Sorry, Please Don’t Be Sorry!

There’s been plenty of coverage of Hillary Clinton’s formidable concession speech, at least half focused on the symbolism, chemistry, or mysticism of purple. But the other half, which addressed the content of her speech, spent way too much time on 2 out of 1,186 words that she uttered: “I’m sorry.”

Vanity Fair, for example, actually turned those 2 words into 3, and used them as the headline for the story. They also chose this picture (below) of her, literally stepping down with averted eyes and pursed lips.

Really? That’s the main take away from that masterful swan song on four decades of HRC’s historic career?

Were there any other soundbytes from her speech that could’ve been headline worthy? How about “Democracy demands our participation,” “Keep up these fights,” “Our best days are still ahead,” or perhaps: “I am incredibly honored and grateful.”

And any screen shots of her looking closer to her fully accomplished, if imperfect, self? How about this one, a slightly cheesy but powerful point to a supporter in the ‘rowdy crowd,’ which applauded for a full minute before letting her begin this masterful speech.

Perhaps what’s most headline-worthy about those 2 little words — 0.1% of her speech — is that Hillary Clinton was the first presidential candidate ever to apologize in a concession speech. Even in the most fraught campaign of recent memory, Al Gore never said sorry. And George W. Bush certainly didn’t apologize for the historic confusion over hanging chads. No one will even attempt to suggest it’s a coincidence that the first to do so was also the first female candidate.

The Sorry, Not Sorry meme has made its rounds, pointing out to women that apologizing makes us look less trustworthy and erodes our confidence (here’s my advice to fix it).
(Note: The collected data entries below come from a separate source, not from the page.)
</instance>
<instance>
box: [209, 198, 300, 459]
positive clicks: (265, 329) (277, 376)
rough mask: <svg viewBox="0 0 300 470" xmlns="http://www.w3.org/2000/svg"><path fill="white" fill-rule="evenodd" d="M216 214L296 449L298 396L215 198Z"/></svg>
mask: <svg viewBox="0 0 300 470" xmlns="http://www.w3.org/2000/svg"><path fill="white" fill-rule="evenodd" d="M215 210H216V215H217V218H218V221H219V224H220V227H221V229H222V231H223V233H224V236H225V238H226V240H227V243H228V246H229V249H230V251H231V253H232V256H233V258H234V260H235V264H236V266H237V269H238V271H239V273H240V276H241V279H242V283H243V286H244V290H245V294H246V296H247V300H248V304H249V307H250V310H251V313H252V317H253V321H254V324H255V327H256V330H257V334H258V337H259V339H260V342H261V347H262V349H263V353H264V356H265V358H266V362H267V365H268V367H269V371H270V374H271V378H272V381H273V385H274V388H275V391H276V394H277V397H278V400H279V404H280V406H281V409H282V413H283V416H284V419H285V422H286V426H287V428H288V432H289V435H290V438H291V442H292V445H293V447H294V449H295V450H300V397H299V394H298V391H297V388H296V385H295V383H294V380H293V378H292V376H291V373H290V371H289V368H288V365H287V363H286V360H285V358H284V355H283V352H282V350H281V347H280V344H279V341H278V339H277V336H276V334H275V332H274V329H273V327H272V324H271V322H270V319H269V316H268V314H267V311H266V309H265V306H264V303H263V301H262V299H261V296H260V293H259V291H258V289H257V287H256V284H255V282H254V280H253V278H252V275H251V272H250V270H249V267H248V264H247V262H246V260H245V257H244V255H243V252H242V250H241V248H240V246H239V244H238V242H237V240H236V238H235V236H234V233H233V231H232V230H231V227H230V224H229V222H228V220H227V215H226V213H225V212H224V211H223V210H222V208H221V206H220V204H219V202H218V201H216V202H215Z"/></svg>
One brilliant entrepreneur even built a (rad!) Chrome plug-in to scan (and remove) ‘sorry’ from users’ emails. More awareness and tools like this can help us monitor our language to be less self-defeating.

But a Scientific American study showed that the gender difference lies not in our language, but what we understand to be an offense. It’s not that men don’t bother to say ‘sorry’ when they’ve done something that a woman would apologize for. They simply don’t recognize that behavior as an offense, and so don’t see any need to apologize. Women have a lower threshold for what they should apologize for, whether that’s bumping into someone on the street, or losing the electoral college after a bloody election.

So women, as part of your constructive response to these election results, stop apologizing! And then take a closer look at those near-misses: what are you feeling sorry for, and is there any reason for you for that feeling, or were you simply being your best self possible in that moment? These subtleties in our behavior and language are what will make the difference for our next female candidate, as well as female managers rising toward the C-suite, female entrepreneurs raising money, and all other women aspiring to power in their respective situations.

So stop apologizing for your ambition, or for the myriad failures you’ll have along the path to success, and don’t accept apologies from your female colleagues either.